Thohoyandou – Red tape is responsible for the dire state at Limpopo’s Tshilidzini Hospital, Public Protector Thuli Madonsela was told by hospital staff on Tuesday.
Communicating their needs annually to provincial health authorities had not borne fruit, doctors and nurses told Madonsela, during a surprise visit to the facility in Thohoyandou.
Madonsela was in Limpopo as part of her office’s national stakeholder dialogue.
“We regularly borrow equipment from other hospitals. Sometimes they take back their equipment and we have to beg,” she was told by a nurse, according to a statement released by the Protector’s office.
The hospital was in dire need of surgical items such as gloves and masks.

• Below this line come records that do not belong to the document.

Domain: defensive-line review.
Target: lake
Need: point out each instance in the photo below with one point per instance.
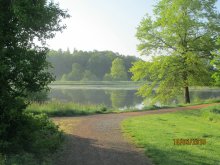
(115, 95)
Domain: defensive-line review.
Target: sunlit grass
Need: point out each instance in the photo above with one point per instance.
(155, 133)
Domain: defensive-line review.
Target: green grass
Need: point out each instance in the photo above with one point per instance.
(155, 133)
(59, 109)
(55, 108)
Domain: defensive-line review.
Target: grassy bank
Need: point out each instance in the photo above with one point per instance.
(59, 109)
(55, 108)
(155, 133)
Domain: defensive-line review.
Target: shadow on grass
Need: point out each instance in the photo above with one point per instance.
(83, 151)
(177, 156)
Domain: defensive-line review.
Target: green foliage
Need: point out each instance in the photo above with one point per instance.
(89, 76)
(40, 96)
(94, 65)
(155, 133)
(65, 109)
(184, 33)
(165, 74)
(118, 71)
(38, 137)
(24, 69)
(216, 63)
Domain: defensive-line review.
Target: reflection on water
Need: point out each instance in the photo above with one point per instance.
(119, 98)
(109, 98)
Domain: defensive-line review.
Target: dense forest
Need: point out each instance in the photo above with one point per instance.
(90, 65)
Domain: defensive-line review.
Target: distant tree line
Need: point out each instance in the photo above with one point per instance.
(90, 66)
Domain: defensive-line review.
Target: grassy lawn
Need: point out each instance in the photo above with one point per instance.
(155, 133)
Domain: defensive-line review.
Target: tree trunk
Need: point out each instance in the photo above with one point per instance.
(186, 94)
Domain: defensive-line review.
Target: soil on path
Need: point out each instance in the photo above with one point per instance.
(98, 140)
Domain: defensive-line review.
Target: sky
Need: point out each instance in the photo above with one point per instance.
(102, 25)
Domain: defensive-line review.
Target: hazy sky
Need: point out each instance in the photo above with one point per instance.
(102, 25)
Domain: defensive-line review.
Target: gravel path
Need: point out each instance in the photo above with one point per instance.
(97, 140)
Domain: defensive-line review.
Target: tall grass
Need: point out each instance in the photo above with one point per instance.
(56, 108)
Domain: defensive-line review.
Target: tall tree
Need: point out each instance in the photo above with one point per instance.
(185, 30)
(23, 66)
(118, 71)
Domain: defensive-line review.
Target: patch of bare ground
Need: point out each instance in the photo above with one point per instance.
(98, 140)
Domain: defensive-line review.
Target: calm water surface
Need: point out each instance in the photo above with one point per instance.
(112, 96)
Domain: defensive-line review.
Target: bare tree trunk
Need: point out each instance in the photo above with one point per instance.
(186, 95)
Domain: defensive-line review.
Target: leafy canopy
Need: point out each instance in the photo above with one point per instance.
(23, 66)
(181, 36)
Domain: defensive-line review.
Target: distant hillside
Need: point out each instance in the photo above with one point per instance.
(90, 66)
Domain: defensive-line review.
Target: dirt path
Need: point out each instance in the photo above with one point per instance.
(97, 140)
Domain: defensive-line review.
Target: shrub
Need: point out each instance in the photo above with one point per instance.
(37, 137)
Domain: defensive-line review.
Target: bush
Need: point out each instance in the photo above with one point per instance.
(36, 139)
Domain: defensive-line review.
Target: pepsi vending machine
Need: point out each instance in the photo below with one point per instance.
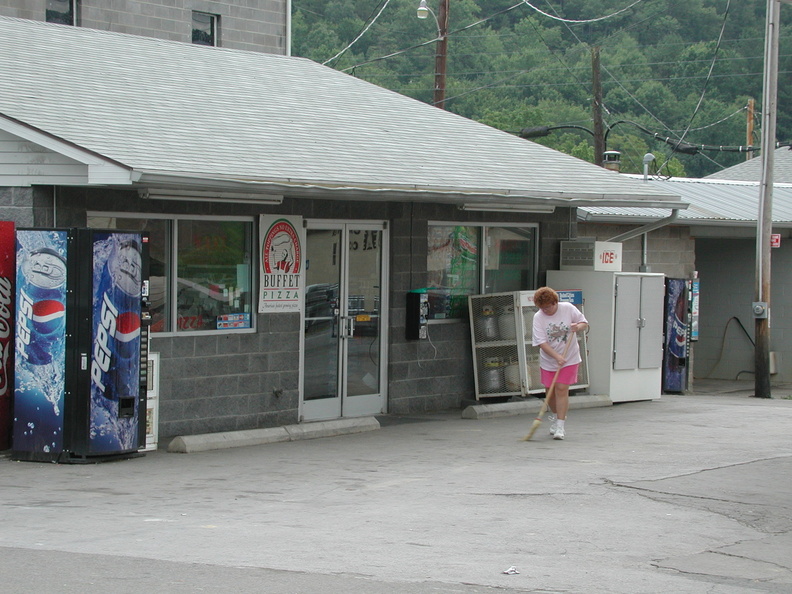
(676, 347)
(81, 344)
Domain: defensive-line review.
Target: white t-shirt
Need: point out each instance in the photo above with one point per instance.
(556, 330)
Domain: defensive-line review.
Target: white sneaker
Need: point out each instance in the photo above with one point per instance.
(553, 423)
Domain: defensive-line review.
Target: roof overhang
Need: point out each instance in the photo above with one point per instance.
(101, 170)
(470, 198)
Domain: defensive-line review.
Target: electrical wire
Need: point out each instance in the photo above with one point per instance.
(707, 80)
(723, 345)
(556, 18)
(361, 34)
(728, 117)
(448, 34)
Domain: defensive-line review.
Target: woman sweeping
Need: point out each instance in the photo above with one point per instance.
(553, 325)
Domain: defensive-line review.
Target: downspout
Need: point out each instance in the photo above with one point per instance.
(288, 27)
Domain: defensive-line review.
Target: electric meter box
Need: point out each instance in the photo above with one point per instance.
(417, 314)
(591, 255)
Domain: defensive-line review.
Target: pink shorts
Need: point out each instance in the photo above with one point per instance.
(567, 376)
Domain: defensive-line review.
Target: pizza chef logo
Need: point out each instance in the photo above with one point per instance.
(281, 253)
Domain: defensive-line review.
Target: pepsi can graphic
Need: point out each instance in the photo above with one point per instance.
(116, 336)
(40, 338)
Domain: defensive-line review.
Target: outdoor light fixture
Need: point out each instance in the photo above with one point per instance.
(507, 207)
(204, 196)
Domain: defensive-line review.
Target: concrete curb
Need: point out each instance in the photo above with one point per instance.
(187, 444)
(506, 409)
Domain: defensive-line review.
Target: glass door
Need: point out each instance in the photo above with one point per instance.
(344, 329)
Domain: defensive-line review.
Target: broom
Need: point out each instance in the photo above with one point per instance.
(543, 410)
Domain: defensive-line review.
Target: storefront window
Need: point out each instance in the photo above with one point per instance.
(460, 263)
(510, 259)
(212, 265)
(453, 267)
(213, 283)
(60, 11)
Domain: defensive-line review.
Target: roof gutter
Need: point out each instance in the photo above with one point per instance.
(647, 228)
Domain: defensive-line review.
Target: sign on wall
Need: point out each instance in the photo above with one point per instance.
(282, 241)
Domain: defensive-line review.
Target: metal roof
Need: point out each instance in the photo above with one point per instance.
(711, 202)
(179, 114)
(751, 170)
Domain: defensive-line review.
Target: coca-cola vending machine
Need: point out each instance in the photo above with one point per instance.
(81, 344)
(676, 346)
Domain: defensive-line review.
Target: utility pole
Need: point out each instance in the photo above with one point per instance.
(596, 107)
(761, 306)
(442, 54)
(749, 123)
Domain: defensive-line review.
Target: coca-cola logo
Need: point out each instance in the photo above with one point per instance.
(6, 297)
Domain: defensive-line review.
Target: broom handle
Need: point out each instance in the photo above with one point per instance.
(572, 336)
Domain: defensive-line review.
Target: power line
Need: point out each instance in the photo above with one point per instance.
(361, 34)
(556, 18)
(709, 76)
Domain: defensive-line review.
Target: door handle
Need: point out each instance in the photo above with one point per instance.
(348, 325)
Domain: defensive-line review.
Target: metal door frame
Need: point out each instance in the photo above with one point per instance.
(343, 406)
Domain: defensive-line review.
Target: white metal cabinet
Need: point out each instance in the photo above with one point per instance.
(625, 311)
(505, 363)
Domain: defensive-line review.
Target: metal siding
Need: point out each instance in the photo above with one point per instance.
(710, 202)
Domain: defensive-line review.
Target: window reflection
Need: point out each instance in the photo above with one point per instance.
(60, 11)
(213, 284)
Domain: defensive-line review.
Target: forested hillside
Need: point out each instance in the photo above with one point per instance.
(684, 69)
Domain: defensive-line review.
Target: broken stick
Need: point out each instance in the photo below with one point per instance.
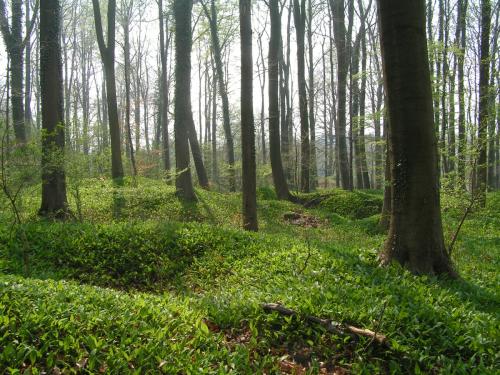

“Unlike other hospitals that the Public Protector has been to, Tshilidzini does not have sanitisers to disinfect visitors to its high care wards, something that ought to be a standard procedure,” said another staff member.
Madonsela was told the 55-year-old hospital was in short supply of anaesthetic machines, suction machines, patient monitors, diathermy machines, autoclaving machines and tourniquets.
Officials blamed bureaucracy for the non-renewal of procurement contracts which more than six months ago.
She was told that the hospital’s human resources were also overstretched, with only 24 doctors, few specialists and no resident paediatricians.
Staff said two paediatricians from Mankweng Hospital, in Polokwane, visited twice a month as part of their outreach.
They said a major impediment to the recruitment and retention of professionals was incentives; the hospital’s rural location was a major disincentive for doctors and other professionals as the rural allowance offered was the same as that provided to doctors who chose to work at semi-urban hospitals.
“There is a need for the different degrees of ‘rural areas’ to be reflected in these allowances,” the staff said.